Juncker zufolge werde "in den nächsten Tagen" entschieden, wie die Euro-Zone auf die jüngste Zuspitzung der Krise reagieren werde. Im Gespräch sind neue Käufe von Staatsanleihen bedrohter Euro-Länder durch die Europäische Zentralbank (EZB). Auch der Rettungsfonds EFSF könnte bald damit beginnen, Anleihen aufzukaufen, um die Zinsen für Spanien und Italien zu drücken.

Geithner bei Schäuble auf Sylt

Anleihegeschäfte der EZB sind umstritten, weil die Notenbank damit den Reformdruck von den krisengeschüttelten Staaten nimmt. Bundesbankpräsident Jens Weidmann kritisiert die damit einhergehende Verwischung von Geld- und Fiskalpolitik: Die EZB löse Probleme, die eigentlich die Regierungen der Euro-Staaten mit Reform- und Sparprogrammen lösen müssten. Da die EZB durch den Ankauf von Anleihen frisches Geld in die Märkte pumpt, wird eine erhöhte Inflationsgefahr befürchtet. Sie könne die Anleihen später wieder verkaufen und ihr Geld wieder einsammeln, argumentiert dagegen die EZB.

EZB-Chef Mario Draghi hatte vergangene Woche für Aufsehen gesorgt.

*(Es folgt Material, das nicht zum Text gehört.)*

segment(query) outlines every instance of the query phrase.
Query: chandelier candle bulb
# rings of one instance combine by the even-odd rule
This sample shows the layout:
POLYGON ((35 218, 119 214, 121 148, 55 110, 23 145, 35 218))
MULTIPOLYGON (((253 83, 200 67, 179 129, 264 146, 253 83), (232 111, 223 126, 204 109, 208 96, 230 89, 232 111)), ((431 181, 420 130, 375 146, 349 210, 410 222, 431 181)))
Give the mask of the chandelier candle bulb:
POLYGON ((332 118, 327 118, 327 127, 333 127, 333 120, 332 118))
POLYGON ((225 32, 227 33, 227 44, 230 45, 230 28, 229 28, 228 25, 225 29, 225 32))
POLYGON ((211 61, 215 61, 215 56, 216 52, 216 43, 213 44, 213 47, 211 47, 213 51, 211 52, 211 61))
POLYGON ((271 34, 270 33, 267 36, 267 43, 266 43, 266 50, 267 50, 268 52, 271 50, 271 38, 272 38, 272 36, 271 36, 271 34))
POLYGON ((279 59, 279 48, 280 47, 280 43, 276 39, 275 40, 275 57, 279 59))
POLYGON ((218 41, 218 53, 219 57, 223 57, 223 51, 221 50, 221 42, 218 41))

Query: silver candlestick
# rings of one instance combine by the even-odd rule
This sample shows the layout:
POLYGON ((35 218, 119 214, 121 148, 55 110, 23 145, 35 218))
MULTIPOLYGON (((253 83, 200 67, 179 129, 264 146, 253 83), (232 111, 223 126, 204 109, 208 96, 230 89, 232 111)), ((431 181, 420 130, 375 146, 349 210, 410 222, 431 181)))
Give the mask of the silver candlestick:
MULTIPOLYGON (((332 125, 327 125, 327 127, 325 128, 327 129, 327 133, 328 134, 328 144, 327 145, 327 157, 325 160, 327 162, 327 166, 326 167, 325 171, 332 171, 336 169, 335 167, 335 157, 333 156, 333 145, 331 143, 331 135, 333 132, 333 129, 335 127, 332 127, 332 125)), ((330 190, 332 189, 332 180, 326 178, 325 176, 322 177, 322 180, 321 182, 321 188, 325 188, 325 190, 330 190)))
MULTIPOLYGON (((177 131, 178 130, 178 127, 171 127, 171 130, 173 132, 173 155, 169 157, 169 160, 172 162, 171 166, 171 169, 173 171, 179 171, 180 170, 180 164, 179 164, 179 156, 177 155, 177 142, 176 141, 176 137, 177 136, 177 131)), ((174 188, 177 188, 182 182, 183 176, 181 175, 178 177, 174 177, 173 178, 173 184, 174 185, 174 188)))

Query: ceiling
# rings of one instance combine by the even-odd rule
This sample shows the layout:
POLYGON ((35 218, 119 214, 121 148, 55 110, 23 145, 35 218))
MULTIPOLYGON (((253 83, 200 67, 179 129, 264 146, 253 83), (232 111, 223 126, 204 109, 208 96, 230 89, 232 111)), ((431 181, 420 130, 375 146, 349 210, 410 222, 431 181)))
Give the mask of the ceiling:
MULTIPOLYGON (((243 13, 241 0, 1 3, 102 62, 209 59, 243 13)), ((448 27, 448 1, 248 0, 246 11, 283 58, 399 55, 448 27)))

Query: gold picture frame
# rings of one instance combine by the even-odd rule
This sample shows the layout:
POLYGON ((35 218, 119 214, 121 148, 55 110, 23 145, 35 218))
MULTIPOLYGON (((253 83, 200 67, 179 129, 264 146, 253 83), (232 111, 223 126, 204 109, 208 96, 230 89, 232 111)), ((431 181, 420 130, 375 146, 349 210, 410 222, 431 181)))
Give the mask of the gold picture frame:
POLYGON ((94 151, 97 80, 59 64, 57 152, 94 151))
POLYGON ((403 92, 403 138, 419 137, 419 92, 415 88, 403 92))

In London erklärte er, die Notenbank werde alles tun, um den Euro zu retten. An den Finanzmärkten schürte dies die Erwartung, der EZB-Rat werde am Donnerstag die Wiederaufnahme seines seit März ruhenden Anleihekaufprogramms verkünden.

Nach einer Kurzvisite Geithners bei Bundesfinanzminister Wolfgang Schäuble (CDU) auf dessen Urlaubsinsel Sylt am Montag äußerten sich beide zuversichtlich "hinsichtlich der Reformanstrengungen in den Euro-Mitgliedstaaten und des Gelingens weiterer Integrationsfortschritte". Irland und Portugal seien positive Beispiele, und auch Spanien und Italien unternähmen "beachtliche Anstrengungen". Am Abend traf Geithner auch EZB-Chef Draghi in Frankfurt am Main.

Kritik an möglichen EZB-Anleihenkäufen

Bekannt ist allerdings, dass die USA Deutschland seit Langem drängen, einer massiven Ausweitung des Anleihekaufprogramms der EZB zuzustimmen. Auch tritt US-Präsident Barack Obama für die verstärkte Integration Europas ein, was für ihn gleichbedeutend ist mit einer Haftungs- und Transferunion. Obama möchte im Herbst wieder gewählt werden. Eine Zuspitzung der Euro-Krise, die eine weltweite Rezession auslösen könnte, könnte dies vereiteln.

Politiker von CDU und CSU übten scharfe Kritik an Juncker und Draghi. "Ich beobachte mit Sorge, dass sich Jean-Claude Juncker auf die Seite von EZB-Chef Mario Draghi schlägt und offenbar neue Anleihekäufe der EZB unterstützt", sagte der Chef-Haushälter der Unionsfraktion, Norbert Barthle. Es sei "nicht Kernaufgabe der EZB, Staaten zu stützen", so Barthle. "Anleihekäufe der EZB bedeuten eine weitere Vergemeinschaftung von Schulden, ohne dass diese an Bedingungen geknüpft werden könnte", kritisierte der CDU-Innenpolitiker Wolfgang Bosbach.

Besonders hart ging die CSU mit Juncker ins Gericht, weil dieser Bundeswirtschaftsminister Philipp Rösler (FDP) und Bayerns Finanzminister Markus Söder (CSU) eine Mitverantwortung für die Zuspitzung der Krise gegeben hatte. Juncker sei an Unverfrorenheit nicht zu überbieten, wetterte CSU-Generalsekretär Alexander Dobrindt.